Sustainability Training in Schools
Working through the SFA in 2018, Johnstons of Elgin founded the first course in Sustainable Pasture Management, with the education authority in the Khenti Region of Mongolia. This course teaches sustainable herding methods to the children of nomadic herders, the next generation of herders. The programme builds on centuries-old nomadic herding practices, where mixed herds of sheep and goats are moved seasonally between pastures.
Using specially developed textbooks modern regenerative farming theories are incorporated into a foundation of cultural traditions. Being the custodians of their environment has always been central to Mongolian nomadic culture, and the Sustainable Pasture Management course supports this, with 432 pupils graduating in the first year. In 2020, the programme will be extended to the whole of the Khenti region and to a further region beyond.

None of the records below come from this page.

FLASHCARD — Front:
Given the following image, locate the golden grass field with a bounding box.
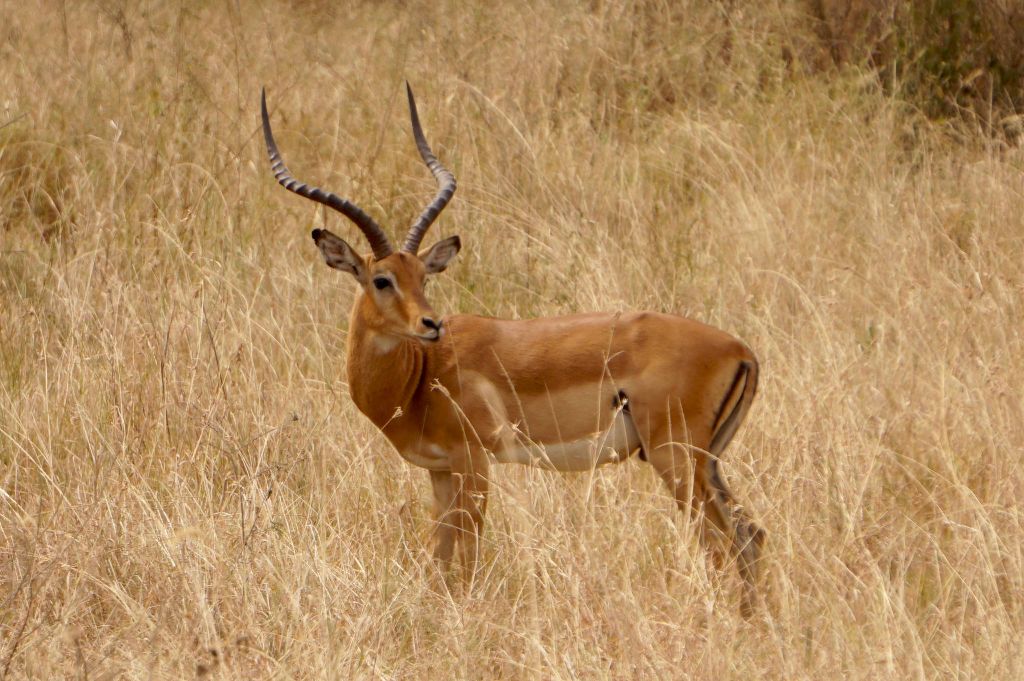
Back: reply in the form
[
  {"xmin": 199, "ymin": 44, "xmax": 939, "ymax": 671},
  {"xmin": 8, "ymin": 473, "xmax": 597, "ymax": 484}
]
[{"xmin": 2, "ymin": 2, "xmax": 1023, "ymax": 679}]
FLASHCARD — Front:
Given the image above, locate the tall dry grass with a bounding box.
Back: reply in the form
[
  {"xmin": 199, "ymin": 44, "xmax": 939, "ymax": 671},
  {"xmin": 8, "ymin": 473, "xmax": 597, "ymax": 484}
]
[{"xmin": 2, "ymin": 2, "xmax": 1023, "ymax": 679}]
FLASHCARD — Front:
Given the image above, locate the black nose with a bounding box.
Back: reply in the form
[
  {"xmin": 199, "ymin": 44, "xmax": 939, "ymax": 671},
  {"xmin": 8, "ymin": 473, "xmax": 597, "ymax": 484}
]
[{"xmin": 421, "ymin": 317, "xmax": 441, "ymax": 331}]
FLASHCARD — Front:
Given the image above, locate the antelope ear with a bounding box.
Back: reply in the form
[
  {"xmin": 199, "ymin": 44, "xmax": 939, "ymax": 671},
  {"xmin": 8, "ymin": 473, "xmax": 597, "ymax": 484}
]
[
  {"xmin": 419, "ymin": 235, "xmax": 461, "ymax": 274},
  {"xmin": 312, "ymin": 229, "xmax": 366, "ymax": 282}
]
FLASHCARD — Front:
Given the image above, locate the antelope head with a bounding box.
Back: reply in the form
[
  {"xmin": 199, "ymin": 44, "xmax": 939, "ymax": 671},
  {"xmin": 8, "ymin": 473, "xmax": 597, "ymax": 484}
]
[{"xmin": 261, "ymin": 84, "xmax": 460, "ymax": 343}]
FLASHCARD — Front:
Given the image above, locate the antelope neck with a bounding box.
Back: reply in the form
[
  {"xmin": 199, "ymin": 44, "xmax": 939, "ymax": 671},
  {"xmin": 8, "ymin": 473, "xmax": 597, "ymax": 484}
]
[{"xmin": 345, "ymin": 304, "xmax": 428, "ymax": 430}]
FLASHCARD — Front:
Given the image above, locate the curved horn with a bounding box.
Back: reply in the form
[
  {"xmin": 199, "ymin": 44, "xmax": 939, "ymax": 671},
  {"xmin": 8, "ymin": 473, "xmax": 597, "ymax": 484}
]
[
  {"xmin": 261, "ymin": 89, "xmax": 393, "ymax": 261},
  {"xmin": 402, "ymin": 83, "xmax": 457, "ymax": 254}
]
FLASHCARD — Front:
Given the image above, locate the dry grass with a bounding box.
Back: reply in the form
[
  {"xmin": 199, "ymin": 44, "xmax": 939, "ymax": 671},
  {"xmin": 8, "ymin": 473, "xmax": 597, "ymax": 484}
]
[{"xmin": 2, "ymin": 2, "xmax": 1023, "ymax": 679}]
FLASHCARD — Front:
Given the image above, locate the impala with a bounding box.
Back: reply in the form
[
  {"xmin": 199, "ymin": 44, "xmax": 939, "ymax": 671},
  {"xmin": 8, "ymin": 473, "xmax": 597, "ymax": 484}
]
[{"xmin": 261, "ymin": 85, "xmax": 765, "ymax": 615}]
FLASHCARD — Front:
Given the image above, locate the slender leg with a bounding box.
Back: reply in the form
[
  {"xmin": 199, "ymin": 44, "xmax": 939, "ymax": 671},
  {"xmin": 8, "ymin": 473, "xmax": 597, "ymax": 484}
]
[
  {"xmin": 644, "ymin": 420, "xmax": 763, "ymax": 616},
  {"xmin": 452, "ymin": 449, "xmax": 490, "ymax": 582},
  {"xmin": 705, "ymin": 455, "xmax": 765, "ymax": 617},
  {"xmin": 645, "ymin": 437, "xmax": 730, "ymax": 559},
  {"xmin": 429, "ymin": 470, "xmax": 458, "ymax": 575}
]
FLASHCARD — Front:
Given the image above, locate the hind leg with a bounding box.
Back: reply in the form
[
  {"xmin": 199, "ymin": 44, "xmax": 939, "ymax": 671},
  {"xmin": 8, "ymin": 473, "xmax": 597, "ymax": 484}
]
[
  {"xmin": 705, "ymin": 454, "xmax": 765, "ymax": 617},
  {"xmin": 644, "ymin": 418, "xmax": 763, "ymax": 616},
  {"xmin": 644, "ymin": 430, "xmax": 732, "ymax": 564}
]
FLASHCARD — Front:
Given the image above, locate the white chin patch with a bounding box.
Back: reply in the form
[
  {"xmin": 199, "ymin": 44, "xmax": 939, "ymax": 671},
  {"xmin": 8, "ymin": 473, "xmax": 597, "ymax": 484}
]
[{"xmin": 373, "ymin": 335, "xmax": 401, "ymax": 353}]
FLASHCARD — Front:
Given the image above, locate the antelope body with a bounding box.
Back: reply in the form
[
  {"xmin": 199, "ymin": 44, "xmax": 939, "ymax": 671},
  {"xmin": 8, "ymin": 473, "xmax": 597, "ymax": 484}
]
[{"xmin": 261, "ymin": 85, "xmax": 765, "ymax": 615}]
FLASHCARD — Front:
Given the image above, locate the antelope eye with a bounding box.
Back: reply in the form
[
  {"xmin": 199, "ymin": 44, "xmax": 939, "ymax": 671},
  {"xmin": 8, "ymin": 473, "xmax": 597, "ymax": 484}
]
[{"xmin": 373, "ymin": 277, "xmax": 392, "ymax": 291}]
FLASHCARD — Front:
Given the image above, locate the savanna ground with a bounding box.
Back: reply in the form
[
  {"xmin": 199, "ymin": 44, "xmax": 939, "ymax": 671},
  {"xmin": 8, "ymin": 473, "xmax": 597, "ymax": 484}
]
[{"xmin": 2, "ymin": 2, "xmax": 1023, "ymax": 679}]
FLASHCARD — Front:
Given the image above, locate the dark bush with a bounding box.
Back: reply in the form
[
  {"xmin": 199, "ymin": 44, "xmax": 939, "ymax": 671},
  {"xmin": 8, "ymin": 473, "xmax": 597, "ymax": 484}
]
[{"xmin": 806, "ymin": 0, "xmax": 1024, "ymax": 129}]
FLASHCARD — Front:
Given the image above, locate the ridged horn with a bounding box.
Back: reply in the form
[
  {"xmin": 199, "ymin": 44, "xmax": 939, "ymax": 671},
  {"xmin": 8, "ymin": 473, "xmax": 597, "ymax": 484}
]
[
  {"xmin": 261, "ymin": 88, "xmax": 394, "ymax": 260},
  {"xmin": 402, "ymin": 83, "xmax": 457, "ymax": 254}
]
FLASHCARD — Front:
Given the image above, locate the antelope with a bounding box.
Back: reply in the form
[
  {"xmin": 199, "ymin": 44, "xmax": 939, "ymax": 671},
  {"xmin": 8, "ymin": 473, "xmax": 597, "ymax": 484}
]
[{"xmin": 260, "ymin": 85, "xmax": 765, "ymax": 615}]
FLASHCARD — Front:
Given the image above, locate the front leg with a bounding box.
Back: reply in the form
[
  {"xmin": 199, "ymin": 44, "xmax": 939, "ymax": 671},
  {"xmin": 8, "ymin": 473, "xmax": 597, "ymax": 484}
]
[
  {"xmin": 451, "ymin": 447, "xmax": 490, "ymax": 582},
  {"xmin": 429, "ymin": 470, "xmax": 458, "ymax": 575}
]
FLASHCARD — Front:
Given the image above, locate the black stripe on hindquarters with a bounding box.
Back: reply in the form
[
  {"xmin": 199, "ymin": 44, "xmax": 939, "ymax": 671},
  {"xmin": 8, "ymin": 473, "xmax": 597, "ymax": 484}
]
[
  {"xmin": 708, "ymin": 361, "xmax": 751, "ymax": 456},
  {"xmin": 711, "ymin": 362, "xmax": 746, "ymax": 436},
  {"xmin": 612, "ymin": 390, "xmax": 646, "ymax": 461}
]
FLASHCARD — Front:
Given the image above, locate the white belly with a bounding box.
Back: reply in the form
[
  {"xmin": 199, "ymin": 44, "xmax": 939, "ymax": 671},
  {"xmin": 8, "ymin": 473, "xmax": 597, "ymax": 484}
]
[
  {"xmin": 396, "ymin": 443, "xmax": 451, "ymax": 471},
  {"xmin": 490, "ymin": 406, "xmax": 643, "ymax": 471},
  {"xmin": 395, "ymin": 374, "xmax": 644, "ymax": 472}
]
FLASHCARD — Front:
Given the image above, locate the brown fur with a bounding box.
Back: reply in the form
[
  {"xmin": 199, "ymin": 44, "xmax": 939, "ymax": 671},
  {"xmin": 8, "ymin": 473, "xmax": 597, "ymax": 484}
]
[{"xmin": 322, "ymin": 241, "xmax": 765, "ymax": 615}]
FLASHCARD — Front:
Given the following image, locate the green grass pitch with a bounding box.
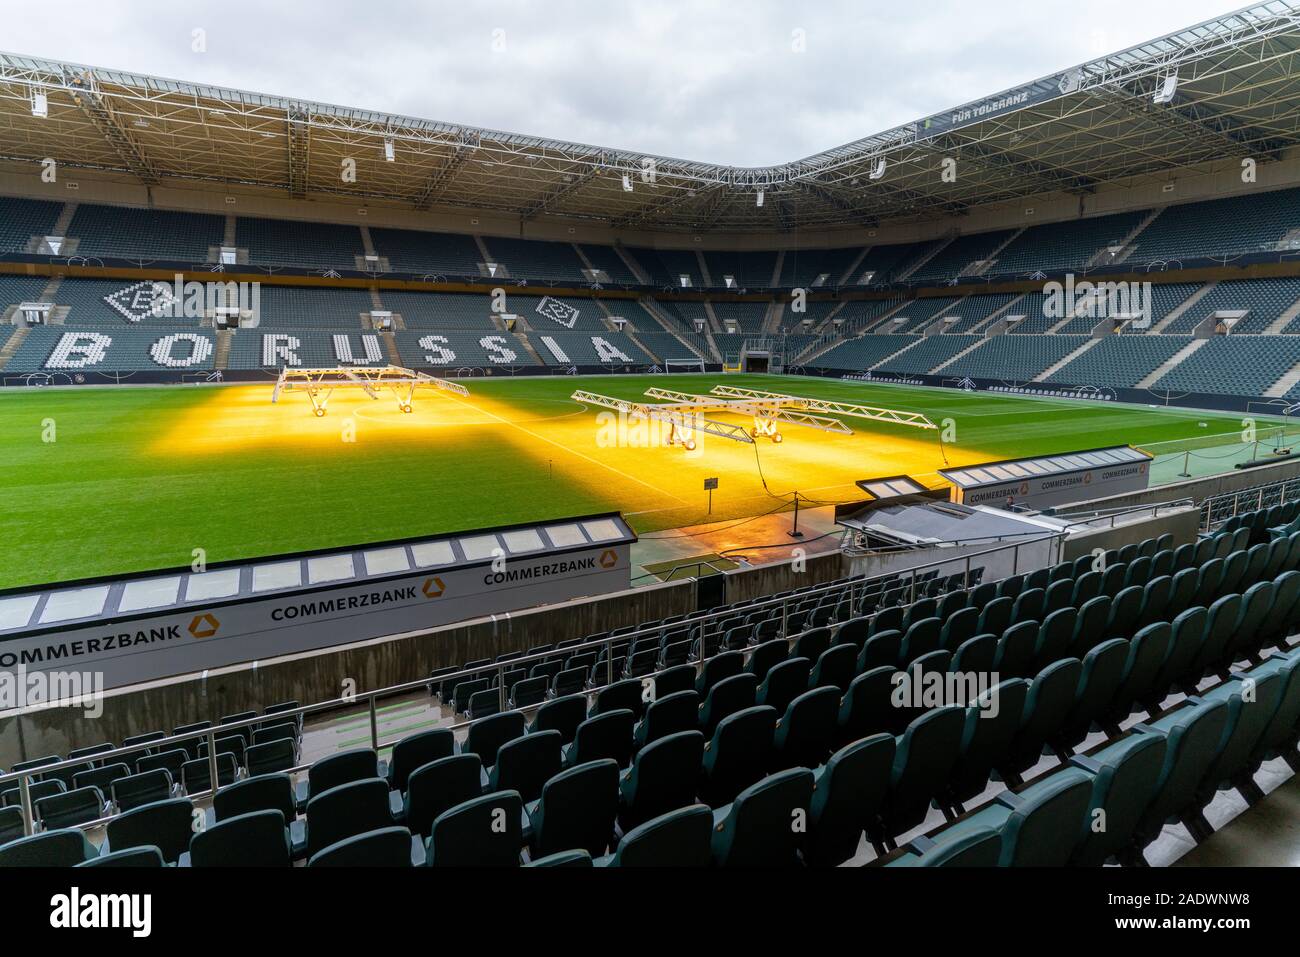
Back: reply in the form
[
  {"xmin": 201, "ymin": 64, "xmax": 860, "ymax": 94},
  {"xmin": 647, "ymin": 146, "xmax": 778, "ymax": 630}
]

We also present our own Johnstons of Elgin Sustainability Awards, with financial incentives, to the best herders and communities. These awards are designed to ensure that best practice is recognized, rewarded and encouraged. They receive a huge amount of attention in Mongolia, increasing the focus on sustainability issues and letting herders understand that global consumers stand beside them in their efforts on sustainability.
Our work in cashmere sustainability through the SFA and our own programmes remains a strong, ongoing commitment. If collectively we can protect the grasslands of Mongolia this will defend a land mass bigger than France, Spain and Germany combined along with diverse and unique plants, animals and a community with a way of life which has been perfected over hundreds of years.